Konrad Lorenz argued in 1949 that infantile features triggered nurturing responses which were evolutionarily adaptive to ensure that adults cared for their children. Humans react more positively to animals with big eyes, big heads, shortened noses, etc.
That is, humans prefer animals which exhibit neotany: the retention of child-like features—such as big heads or large eyes—into adulthood. Neotany drives our bond with Mickey Mouse and recent box office hits like March of the Penguins.
A fresh approach to connected health may be to leverage our susceptibility to Neotany. What if we were to cute design health tools with the emotional appeal of a Tamagachi?
At Vitality, we asked ourselves: “what if were to tap into the ‘nurture gene’ to motivate people to make healthier decisions in their daily lives?”
In one experiment we hired a Japanese designer to paint GlowCaps (a smart pill bottle cap) as brown bears, dragons and pandas to see if people preferred them.
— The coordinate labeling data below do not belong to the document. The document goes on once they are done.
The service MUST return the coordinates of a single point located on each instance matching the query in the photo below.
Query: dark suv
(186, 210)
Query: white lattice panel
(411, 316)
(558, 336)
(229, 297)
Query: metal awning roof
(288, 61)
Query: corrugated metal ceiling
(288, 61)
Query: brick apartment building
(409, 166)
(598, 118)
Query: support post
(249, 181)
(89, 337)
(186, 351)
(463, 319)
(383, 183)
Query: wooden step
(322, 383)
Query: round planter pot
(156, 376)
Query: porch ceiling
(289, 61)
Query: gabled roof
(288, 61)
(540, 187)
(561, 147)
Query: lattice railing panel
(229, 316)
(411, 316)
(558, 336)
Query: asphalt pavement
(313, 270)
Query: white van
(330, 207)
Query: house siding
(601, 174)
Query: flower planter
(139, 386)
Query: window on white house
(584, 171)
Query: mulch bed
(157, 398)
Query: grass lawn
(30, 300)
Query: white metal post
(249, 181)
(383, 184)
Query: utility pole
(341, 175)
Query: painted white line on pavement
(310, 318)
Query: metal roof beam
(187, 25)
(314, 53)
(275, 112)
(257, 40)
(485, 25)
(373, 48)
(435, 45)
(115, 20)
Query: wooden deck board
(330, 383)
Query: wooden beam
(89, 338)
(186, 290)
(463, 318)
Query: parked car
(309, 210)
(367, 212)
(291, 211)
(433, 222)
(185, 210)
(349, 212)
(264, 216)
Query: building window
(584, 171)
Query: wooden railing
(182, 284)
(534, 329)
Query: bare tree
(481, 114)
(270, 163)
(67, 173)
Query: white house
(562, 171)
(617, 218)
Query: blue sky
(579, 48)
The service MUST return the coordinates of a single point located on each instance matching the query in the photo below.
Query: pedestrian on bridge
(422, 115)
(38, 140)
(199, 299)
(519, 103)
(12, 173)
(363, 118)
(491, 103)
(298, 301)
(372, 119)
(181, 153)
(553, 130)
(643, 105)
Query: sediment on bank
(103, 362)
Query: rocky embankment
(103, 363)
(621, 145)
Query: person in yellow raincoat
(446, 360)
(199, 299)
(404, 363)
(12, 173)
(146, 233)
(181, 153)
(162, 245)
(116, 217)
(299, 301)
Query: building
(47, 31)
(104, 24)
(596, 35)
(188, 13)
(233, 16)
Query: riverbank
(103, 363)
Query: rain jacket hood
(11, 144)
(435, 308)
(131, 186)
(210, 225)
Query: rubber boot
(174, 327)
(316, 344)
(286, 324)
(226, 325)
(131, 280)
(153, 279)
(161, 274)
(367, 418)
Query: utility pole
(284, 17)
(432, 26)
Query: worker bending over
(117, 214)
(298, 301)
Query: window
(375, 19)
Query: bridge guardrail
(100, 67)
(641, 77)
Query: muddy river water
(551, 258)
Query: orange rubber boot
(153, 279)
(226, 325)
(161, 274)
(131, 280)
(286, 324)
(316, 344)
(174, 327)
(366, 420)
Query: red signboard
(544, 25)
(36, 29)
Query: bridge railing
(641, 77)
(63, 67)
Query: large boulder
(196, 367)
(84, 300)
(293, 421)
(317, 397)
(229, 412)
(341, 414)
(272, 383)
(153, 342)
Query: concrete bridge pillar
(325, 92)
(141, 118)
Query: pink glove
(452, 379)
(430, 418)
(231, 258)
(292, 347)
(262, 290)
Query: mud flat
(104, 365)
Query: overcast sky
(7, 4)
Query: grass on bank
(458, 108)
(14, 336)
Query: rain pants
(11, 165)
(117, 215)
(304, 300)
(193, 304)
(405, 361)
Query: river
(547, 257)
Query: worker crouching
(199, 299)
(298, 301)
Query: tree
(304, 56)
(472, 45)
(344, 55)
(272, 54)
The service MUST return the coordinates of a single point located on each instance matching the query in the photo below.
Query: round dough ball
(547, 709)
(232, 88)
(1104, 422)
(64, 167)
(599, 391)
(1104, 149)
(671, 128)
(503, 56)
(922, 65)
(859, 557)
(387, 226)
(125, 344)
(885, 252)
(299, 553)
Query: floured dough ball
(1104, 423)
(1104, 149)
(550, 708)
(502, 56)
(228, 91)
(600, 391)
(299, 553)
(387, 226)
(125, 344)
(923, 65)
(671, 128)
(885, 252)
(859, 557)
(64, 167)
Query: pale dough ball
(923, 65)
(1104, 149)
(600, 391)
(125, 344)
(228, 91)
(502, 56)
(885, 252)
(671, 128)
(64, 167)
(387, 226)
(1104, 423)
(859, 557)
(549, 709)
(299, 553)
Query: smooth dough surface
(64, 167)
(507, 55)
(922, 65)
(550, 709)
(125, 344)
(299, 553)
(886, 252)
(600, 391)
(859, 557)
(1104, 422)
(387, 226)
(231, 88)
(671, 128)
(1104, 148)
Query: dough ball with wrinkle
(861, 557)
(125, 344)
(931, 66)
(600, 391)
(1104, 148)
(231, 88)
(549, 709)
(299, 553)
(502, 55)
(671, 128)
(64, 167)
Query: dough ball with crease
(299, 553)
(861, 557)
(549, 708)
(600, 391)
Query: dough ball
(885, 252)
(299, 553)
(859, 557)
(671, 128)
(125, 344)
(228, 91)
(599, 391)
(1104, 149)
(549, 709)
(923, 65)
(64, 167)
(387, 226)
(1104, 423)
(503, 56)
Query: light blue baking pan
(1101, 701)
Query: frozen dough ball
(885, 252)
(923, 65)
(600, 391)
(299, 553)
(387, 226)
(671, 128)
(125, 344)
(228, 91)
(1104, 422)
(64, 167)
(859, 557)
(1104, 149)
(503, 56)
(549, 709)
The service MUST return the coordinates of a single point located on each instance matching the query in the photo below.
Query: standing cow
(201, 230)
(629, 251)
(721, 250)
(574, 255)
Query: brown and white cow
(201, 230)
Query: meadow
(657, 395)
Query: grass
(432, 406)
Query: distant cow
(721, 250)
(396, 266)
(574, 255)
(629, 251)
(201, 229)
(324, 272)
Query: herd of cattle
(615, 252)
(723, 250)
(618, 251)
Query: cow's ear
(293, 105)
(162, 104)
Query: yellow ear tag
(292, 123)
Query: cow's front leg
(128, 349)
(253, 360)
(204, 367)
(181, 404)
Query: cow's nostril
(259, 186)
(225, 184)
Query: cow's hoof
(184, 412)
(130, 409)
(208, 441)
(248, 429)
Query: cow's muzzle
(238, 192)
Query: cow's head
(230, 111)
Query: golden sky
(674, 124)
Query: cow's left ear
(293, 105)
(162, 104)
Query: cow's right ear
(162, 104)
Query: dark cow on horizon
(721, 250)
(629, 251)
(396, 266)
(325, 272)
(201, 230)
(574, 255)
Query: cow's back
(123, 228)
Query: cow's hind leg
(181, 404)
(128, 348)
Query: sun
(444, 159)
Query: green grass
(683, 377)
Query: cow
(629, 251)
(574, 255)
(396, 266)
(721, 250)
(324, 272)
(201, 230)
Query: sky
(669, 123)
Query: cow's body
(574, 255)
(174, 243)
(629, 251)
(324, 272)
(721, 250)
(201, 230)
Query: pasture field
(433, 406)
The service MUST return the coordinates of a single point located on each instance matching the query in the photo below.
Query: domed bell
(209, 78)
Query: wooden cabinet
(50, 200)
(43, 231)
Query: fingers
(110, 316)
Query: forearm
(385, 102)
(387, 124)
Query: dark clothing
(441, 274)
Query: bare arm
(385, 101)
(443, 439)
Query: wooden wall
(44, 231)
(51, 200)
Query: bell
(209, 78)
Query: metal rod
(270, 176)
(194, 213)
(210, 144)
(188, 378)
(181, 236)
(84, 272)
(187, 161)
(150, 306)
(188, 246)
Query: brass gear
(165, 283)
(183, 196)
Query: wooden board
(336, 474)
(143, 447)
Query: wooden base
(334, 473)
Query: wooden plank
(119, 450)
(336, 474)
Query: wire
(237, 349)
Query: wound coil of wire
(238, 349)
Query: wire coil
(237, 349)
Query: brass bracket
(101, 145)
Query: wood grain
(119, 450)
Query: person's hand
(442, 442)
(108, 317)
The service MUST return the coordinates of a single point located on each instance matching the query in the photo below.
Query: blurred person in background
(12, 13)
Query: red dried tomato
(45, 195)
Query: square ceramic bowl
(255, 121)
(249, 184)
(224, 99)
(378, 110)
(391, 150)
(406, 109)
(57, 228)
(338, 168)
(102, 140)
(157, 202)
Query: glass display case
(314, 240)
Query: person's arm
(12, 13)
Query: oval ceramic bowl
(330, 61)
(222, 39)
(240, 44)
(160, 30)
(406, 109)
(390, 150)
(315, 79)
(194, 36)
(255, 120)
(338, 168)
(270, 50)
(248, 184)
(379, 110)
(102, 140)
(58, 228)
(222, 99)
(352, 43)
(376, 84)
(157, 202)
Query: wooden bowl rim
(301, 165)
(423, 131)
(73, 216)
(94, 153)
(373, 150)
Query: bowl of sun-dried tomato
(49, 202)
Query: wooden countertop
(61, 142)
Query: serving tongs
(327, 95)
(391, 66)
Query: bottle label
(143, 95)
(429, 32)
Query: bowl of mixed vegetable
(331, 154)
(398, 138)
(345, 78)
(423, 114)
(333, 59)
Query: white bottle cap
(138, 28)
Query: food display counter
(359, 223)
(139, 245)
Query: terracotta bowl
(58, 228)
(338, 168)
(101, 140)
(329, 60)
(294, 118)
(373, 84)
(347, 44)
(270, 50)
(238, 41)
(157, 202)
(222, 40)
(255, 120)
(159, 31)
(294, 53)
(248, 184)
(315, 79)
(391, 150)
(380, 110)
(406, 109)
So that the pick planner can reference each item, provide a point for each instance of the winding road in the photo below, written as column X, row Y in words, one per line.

Would people take better care of themselves, by taking their medications more regularly, if the packaging were cute?
Beyond medication packaging, characters with emotional appeals my be useful proxies to reflect or exaggerate the state of their owners. What if your cute virtual pet who lives on your phone were to die if you didn’t walk him?
To test this idea we are prototyping a cute keychain-pet (wireless accelerometer) where your steps are mapped to its health. Now, if you’re not active the pet on your profile page becomes lethargic and depressed.
Will the social component of this doppler-ganger be motivating? Or is reflecting your laziness to your social graph too embarrassing? To what extent will hyper-connected people be more active if their large-cloud of friends see their (in)activity? Will social transparency result a more durable nudge that effects people over months and years?
What are your reactions the opportunity for emotional and social connections to motivate positive behavior?